You might want to check your sig. W/ a D700, you use the meter to determine what your exposure is.


----------



## KmH (Apr 24, 2009)

onesix said:


> I made a little investment and bought the Sekonic L-758DR. I looked over the owner&#8217;s manual but it doesn&#8217;t go over how to work it very well. Can anyone break it down for me? As far as I can tell, you hold it up to the subjects face and fire the strobes. Then the 758 will tell you what your settings should be. Is it that basic or is there more to it?


Yep, there's more to it. It depends how many lights you have and what you are using them for like Key, Fill, Kicker, Hair, Rim light. 

You not only need to meter your subject, you also need to meter your background.

With strobes, aperture controls the exposure of your subject, shutter speed controls the exposure of the background.


----------



## davidchance (Aug 7, 2010)

There is always more to a light meter, but here are the basics:

Please view: Index

This will show you the three primary mode of using your meter.


----------



## davidchance (Aug 7, 2010)

There is always more to a light meter, but here are the basics:

Please view: Index

This will show you the three primary mode of using your meter.


----------



## Helen B (Aug 7, 2010)

David,

There is no reflective mode on the L758DR apart from the spot meter. With the dome down it is measuring incident light with a cosine response (for flat copy when parallel to the flat copy; or for measuring one light at a time when pointed at the light from the subject's position - which may not give the recommended exposure). 

Onesix,

With the dome up it measures in incident mode with a cardioid response (ie heart-shaped).
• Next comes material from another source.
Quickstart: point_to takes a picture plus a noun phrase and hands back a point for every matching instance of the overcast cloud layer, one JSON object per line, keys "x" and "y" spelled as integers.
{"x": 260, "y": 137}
This is intended to measure incident light for 3-D subjects, and it is best not to place it in front of the subject, but in place of the subject. This allows light from behind (except directly behind) to influence the reading - with the dome pretty much facing the camera.  This gives a suggested exposure rather than the contribution from individual lights. It needs to be used with intelligence in unusual situations.
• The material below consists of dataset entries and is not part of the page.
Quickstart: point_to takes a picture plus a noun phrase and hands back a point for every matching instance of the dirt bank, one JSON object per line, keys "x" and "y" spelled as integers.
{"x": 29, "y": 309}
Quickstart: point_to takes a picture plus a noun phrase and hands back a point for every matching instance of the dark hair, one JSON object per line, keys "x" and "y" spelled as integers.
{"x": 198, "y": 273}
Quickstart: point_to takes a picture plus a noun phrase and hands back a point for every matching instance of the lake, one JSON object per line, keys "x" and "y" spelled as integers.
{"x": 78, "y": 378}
In general, when using continuous lights or strobe, I use it with the dome down when setting up the lights to assess the contribution from each light (pointing it at the lights and shading it from other lights) and in spot mode from the camera position to check the results (if I don't simply take a digital picture). Spot mode is excellent for easily judging the overall brightness range.

In sunlight for landscapes one would use it with the dome up, pointed at the camera. One reading in full sun and one reading in the shade. This indicates the approximate brightness range of the scene (by inference) and allows you to peg the exposure where you want it.

Best,
Helen


----------



## Idahophoto (Aug 7, 2010)

It takes some time, without know really what you need to know I can't say. I love mine and use it about half the time. Studio with lights mostly most nature I don't.


----------